We have real-time access to logs, metrics and alerts for all key resources which helps us understand the health, operation & performance of our solutions. Moreover our diagnostics and telemetry capabilities let us react to and troubleshoot problems quickly. Our automated tools alert us to any critical conditions.
- A log of administrative activity ensures we can track any inappropriate activity.
- Security alerts ensure we can respond quickly to any attacks or breaches.
- Service availability alerts and automation ensures our team can respond quickly to any problems.
- Regular external checks provide security recommendations to our operations team.
- Policy enforcement ensures that everything is set up appropriately. This includes access, infrastructure set-up, geo/location policies and more.
- Autoscale capabilities mean we can react quickly to changes in demand for our services.
- Resource health monitoring allows us to track the status and health of resources in any data center we use.

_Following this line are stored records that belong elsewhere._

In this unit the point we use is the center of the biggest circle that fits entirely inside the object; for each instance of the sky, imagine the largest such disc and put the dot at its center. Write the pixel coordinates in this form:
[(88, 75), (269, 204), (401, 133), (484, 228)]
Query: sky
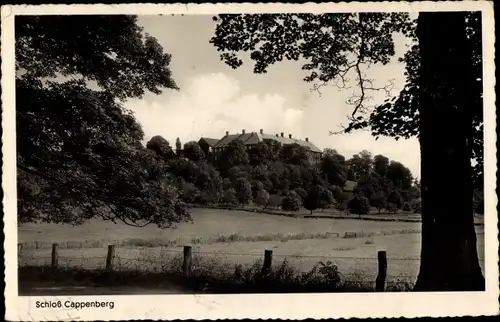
[(214, 98)]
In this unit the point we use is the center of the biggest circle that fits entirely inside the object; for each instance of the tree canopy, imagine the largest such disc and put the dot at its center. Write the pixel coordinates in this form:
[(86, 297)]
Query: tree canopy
[(441, 104), (79, 152)]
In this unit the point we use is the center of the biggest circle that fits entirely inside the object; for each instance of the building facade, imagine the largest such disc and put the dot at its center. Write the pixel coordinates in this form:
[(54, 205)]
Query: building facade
[(251, 139)]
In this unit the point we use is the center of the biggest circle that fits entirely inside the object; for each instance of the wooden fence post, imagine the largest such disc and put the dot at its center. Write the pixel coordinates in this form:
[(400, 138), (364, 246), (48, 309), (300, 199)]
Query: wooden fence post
[(382, 271), (55, 256), (268, 259), (186, 265), (110, 257)]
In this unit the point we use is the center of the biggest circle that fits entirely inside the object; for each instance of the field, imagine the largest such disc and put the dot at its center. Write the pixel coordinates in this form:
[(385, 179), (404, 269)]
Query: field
[(235, 237)]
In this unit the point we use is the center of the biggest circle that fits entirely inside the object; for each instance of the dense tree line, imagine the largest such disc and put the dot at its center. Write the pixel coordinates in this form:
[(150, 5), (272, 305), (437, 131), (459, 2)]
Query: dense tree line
[(273, 176), (79, 152)]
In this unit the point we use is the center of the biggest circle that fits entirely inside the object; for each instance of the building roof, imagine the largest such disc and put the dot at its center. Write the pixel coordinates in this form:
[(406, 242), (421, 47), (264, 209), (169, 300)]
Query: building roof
[(254, 138), (350, 185), (210, 141)]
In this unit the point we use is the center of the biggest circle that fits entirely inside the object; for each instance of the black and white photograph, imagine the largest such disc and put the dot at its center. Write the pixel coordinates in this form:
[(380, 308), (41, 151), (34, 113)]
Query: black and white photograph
[(315, 152)]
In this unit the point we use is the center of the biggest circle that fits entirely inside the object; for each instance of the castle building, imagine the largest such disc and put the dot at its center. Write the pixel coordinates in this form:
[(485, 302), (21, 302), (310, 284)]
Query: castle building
[(214, 146)]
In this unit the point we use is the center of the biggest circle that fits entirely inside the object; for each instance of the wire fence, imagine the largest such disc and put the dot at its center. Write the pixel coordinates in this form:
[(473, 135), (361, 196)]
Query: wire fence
[(395, 272)]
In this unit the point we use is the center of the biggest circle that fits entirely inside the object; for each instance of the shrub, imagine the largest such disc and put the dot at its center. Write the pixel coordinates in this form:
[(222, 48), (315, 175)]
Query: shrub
[(291, 202), (275, 201), (416, 205), (391, 208), (395, 198), (302, 193), (243, 190), (230, 197), (262, 198), (190, 194), (359, 205)]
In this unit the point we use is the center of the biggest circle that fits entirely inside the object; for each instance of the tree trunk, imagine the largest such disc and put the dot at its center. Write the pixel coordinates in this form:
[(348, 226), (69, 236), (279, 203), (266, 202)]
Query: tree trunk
[(449, 259)]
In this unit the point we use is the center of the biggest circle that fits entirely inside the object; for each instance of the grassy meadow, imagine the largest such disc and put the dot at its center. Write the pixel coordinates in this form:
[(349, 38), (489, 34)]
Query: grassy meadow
[(224, 239)]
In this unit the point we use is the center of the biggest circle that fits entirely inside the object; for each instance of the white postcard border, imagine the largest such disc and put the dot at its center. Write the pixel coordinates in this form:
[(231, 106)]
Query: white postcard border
[(255, 306)]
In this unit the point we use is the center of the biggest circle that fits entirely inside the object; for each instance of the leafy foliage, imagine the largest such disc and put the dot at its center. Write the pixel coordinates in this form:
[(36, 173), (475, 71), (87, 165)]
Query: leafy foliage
[(359, 205), (243, 190), (193, 151), (291, 202)]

- Access control for all types of users is powered by Azure Active Directory. This gives us high confidence when authenticating users, helping keep data safe.
Recovering from disasters
It’s a crazy world and bad things can happen despite all of our planning, processes and tools. If our data center does go down, we still have you covered.
We make geo-redundant backups several times throughout the day. This means that even if we have a total-loss disaster, we aim to lose no more than 4 hours of data (RPO = 4 hours).
In the event of a complete disastrous loss of processing capabilities, everything should be back to normal within 8 hours (RTO = 8 hours). Of course, in many situations, we would have things up-and-running much quicker than this.
Keeping non-production data safe
Sometimes we need access to data that is not “live, production data”. For example, we occasionally need your data for testing and to trouble-shoot bugs. We try to minimize any customer data in such a non-production system.
Development and testing are mostly done using non-customer data created by our team.
In some cases, we cannot replicate customer bugs using our own “dummy data”. In this case, we may copy some customer data. In most cases, this is done using a separate Azure instance (which has all the same security protection as our production system). These instances are deleted as soon as the task is completed.
In order to maintain control over any non-production copies of customer’s data, only two people have access to our production database. These individuals are responsible for making sure all copies that are made are then deleted at the earliest possible time.